AI has also strived to eliminate claims of uneven documentation. The critical Nash article pointed out that the 1973 AI annual report on tortune had a 25-page case study on Greece, but only two pages on China, and one paragraph on North Korea.
"We admit this is still a problem," Mr. McGee says. "We do what we can on specific situations about which we can get documentation. That doesn't mean we make a value judgment that one country is more or less serious than another on which we've done little work." He says this is why AI never compares countries or rates one as being better or worse than another.
"We were 10 years in China documenting a report that became dated when China opened up diplomatically at the same time. That doesn't mean we are not attempting, within our limited resources, to get as much information as we can," he explains.
Little solace to critic Nash: "The fact that AI's own report acknowledges tortune in Greece has received 'clearly a disproportionate amount' of attention relative to tortune worldwide -- this fact is apt to be lost in the general uproar about Greece."
Describing the growth of Amnesty International in the '70s, Mr. Ennals says AI has had to still the doubts of those who saw it as a tool of right or left; as an emanation of a Western liberal ethic; or as a well-meaning body of amateurs playing at international do-goodism.

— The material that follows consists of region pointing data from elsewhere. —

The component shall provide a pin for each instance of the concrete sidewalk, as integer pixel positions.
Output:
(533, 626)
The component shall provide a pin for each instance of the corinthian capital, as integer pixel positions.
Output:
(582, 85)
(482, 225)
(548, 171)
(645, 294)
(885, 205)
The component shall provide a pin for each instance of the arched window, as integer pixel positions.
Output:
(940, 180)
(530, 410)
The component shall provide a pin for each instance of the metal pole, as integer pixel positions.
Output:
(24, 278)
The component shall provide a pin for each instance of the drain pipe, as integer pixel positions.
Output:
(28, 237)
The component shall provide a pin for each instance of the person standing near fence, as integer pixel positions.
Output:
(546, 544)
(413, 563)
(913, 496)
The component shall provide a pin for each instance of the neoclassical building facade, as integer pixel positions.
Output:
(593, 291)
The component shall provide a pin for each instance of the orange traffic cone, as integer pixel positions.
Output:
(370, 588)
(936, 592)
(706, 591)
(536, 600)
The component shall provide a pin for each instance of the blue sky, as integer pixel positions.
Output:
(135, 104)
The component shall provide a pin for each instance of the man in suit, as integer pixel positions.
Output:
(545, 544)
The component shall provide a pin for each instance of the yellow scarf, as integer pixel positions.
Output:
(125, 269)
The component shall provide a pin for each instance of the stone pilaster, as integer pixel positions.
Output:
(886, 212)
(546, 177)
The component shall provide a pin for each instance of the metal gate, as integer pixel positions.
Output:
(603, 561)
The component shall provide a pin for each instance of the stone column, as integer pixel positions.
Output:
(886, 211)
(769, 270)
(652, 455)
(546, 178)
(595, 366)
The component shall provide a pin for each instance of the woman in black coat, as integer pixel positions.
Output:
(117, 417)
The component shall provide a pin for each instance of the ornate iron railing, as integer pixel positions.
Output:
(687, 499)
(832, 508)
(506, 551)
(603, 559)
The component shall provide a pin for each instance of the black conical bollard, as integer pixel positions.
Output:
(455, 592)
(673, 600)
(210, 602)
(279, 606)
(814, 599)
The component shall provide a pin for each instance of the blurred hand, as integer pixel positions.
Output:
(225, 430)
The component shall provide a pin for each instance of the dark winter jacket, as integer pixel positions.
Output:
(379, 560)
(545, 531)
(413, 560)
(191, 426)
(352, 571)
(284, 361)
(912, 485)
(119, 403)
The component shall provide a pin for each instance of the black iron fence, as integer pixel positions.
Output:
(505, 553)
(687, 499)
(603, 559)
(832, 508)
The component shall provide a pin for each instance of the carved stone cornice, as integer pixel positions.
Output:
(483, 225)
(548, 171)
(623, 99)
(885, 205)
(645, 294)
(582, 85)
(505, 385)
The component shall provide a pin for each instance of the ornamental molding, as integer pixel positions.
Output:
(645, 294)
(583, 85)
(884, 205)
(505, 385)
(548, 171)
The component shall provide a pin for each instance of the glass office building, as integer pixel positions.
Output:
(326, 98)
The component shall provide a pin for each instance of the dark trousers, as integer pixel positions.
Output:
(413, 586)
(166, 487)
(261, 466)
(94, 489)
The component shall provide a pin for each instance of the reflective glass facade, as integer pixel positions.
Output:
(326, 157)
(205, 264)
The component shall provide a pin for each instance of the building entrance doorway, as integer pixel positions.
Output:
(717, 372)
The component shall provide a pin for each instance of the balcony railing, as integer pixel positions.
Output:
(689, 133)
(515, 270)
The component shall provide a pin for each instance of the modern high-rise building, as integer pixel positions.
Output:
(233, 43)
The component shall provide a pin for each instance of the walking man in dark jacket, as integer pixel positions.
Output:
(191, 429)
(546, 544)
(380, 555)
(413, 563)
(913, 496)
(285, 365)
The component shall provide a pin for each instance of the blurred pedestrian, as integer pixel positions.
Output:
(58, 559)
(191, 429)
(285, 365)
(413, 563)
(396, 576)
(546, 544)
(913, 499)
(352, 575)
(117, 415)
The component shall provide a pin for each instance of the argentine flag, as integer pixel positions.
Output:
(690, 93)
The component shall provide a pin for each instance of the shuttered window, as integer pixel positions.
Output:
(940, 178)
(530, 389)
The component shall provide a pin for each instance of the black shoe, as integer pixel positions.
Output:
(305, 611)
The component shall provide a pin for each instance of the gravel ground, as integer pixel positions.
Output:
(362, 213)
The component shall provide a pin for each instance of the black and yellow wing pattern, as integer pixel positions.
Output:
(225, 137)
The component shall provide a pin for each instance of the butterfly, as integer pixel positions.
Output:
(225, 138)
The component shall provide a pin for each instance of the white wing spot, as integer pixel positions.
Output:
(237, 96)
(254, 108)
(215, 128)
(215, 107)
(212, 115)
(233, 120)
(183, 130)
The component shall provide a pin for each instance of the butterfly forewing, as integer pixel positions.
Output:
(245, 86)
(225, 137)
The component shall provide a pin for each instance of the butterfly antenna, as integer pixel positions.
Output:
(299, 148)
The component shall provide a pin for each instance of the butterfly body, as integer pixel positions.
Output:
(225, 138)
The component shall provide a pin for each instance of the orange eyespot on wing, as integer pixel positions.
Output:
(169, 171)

"The critics of AI will always use such arguments. But the pattern of the criticism and of the movement's programs is today so well recognized that AI no longer has to defend its existence, only its standards of accuracy and impartiality."
As AI enters the '80s, it recognizes the active participation an AI by interested organizations and individuals in Eastern Europe, China, the Soviet Union, Vietnam, and Cuba is long overdue.
"There is a danger than unless AI makes a conscious effort to avoid it, the support for AI will come in some countries only from movements sometimes called 'dissident,'" Mr. Ennals observes. Unless the distinction can be made that AI members are not responsible for AI activity in their own country, many in the government framework who would willingly work toward AI objectives may stay away.
The organization has remained very much rooted in the wealthy countries of the North, with small tentacles slowly reaching the South. Although it was a point of principle from the beginning to have sections in Asia, Latin America, and Africa, differences in culture, finance, and attitude toward nongovernmental organizations "have not always been appreciated in practical terms," Mr. Ennals says.
"In Latin America, there are sections of AI in Mexico, Peru, Venezuela, Ecuador, and Costa Rica," he says. "Yet much remains to be achieved in seeking and finding the type of activities to help prisoners which can best be carried out from these areas."
AI's own summary for the challenge of the coming years:
* Improve at all levels the gathering and using of information about prisoners whose cases come under AI mandate.
* Find the ways whereby AI members, associates, and supporters, regardless of economic resources, can work on behalf of those prisoners.
* Find ways to convince those governments and peoples that human rights are universal and that their protection demands a universally shared responsibility.
* Find ways to raise the level of awareness of human rights to the point that knowledge is positive and mobile among agencies and peoples.
"There is and always has been debate that AI is only a bandaid, that the real issues are economic oppression or US- Soviet imperialism, and that we should be condemning those issues and not just supporting individual cases," Mr. Rubenstein says. But I think what makes AI unique is that we focus on the individual and don't pretend to make political judgments. If people want to know what we think of a government or a political system, they should just read our literature. Governments that imprison prople for circulating literature or following prayer meetings deserve condemnation."